Admittedly “self-made,” that process began several years ago when her father Jack gave Teddy and brother John-Garrett the choice of a basketball goal in the barn or a swimming pool.
Indoor hoops won over water.
“We live on a hill, and when I’d shoot and miss sometimes, the ball would roll down the hill and I’d have to go chase it,” she laughed. “We picked the goal, and my daddy put it up when I was about in the fourth grade. At first it was just one of those on a pole because the barn was going to be for farming equipment, too. He ran over it (the goal), though, and I told him he was going to have to get his stuff out of there. I have a goal on the wall now and my mother painted all the lines and stuff for me.
“It’s just my safe zone. I love to shoot.
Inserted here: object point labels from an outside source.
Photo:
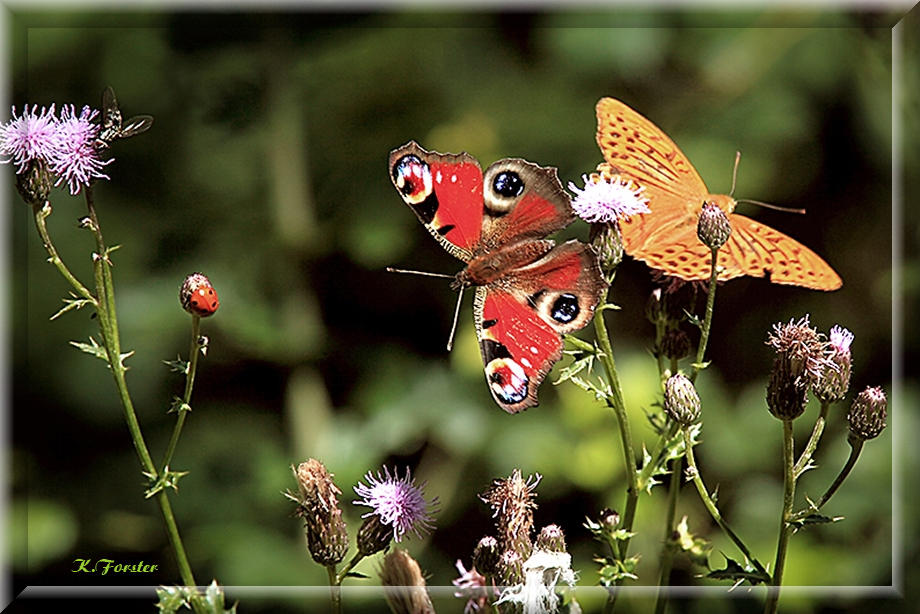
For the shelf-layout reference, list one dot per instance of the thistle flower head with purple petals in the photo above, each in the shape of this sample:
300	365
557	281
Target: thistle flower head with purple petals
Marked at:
66	145
399	503
31	136
606	200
In the barn, I can shoot in the rain, the sleet, the snow, the wind… I even have a little space heater in there for when it gets cold. No doubt, that’s where my journey started for me.”
Vincent said she first “got motivated about basketball” in the sixth grade. An honest assessment of her physical stature and skills, she insisted, prompted her to develop the work ethic that earned her multiple choices to continue both her playing career and education.
“I knew I wasn’t as athletic as maybe some of the other girls, and that I’d really have to work at it if I wanted to achieve my goals,” she said.
Westview head coach Sean Stephenson echoed those thoughts.
“She’s made herself into a player,” the Lady Charger skipper insisted in a glowing evaluation of Vincent’s character and skills. “She’s just a relentless worker. She’s so incredibly motivated. Her work in that barn speaks volumes and tells you all you need to know about how she’s driven.
“She will do anything you ask of her and more. We have to play her in the post because we don’t have anyone else, and she battles the bigger kids like (Obion Central’s Brandi) Goodman and others and never backs down. They (High Point) are going to play her at a two- or three-spot, and I believe that because she’s had to play with her back to the basket for us, it will help her when she gets there and has to play facing the goal.
“They (High Point) have gotten a good one.”
Vincent, who attracted the attention of college recruiters largely via AAU play in the spring and summer, visited both Stetson and Lipscomb University when deciding on her next-level choice. She also had offers from Navy, Texas A&M-Corpus Christi and Northern Kentucky.
She took an official visit to High Point — which won 20 games and played in the NIT last season as a member of the Big South Conference — in August after going there last season to watch a game and “look around” at the campus that is “around 10 hours from here,” she said. “I liked what I saw.”
Vincent will play for head coach DeUnna Hendrix at HPU after Hendrix was elevated from an assistant’s role when Panther head coach Jennifer Hoover left for the Wake Forest job after last season. Vincent is not concerned about that transition.
“I knew the assistant coaches, because the were part of my recruiting process,” she said. “They are going to play the same style and push the ball, just like they were playing beforehand.”
Named after her mom Jennifer’s father, Ted, who passed away after battling leukemia before Teddy was born, Vincent said the basketball scholarship was merely the “first thing on my goal list.”
“This was No. 1, getting a chance to play college basketball and getting my education paid for,” she said when rattling off other future objectives. “I’ve thought about possibly playing overseas one day, too, and then maybe getting into coaching.”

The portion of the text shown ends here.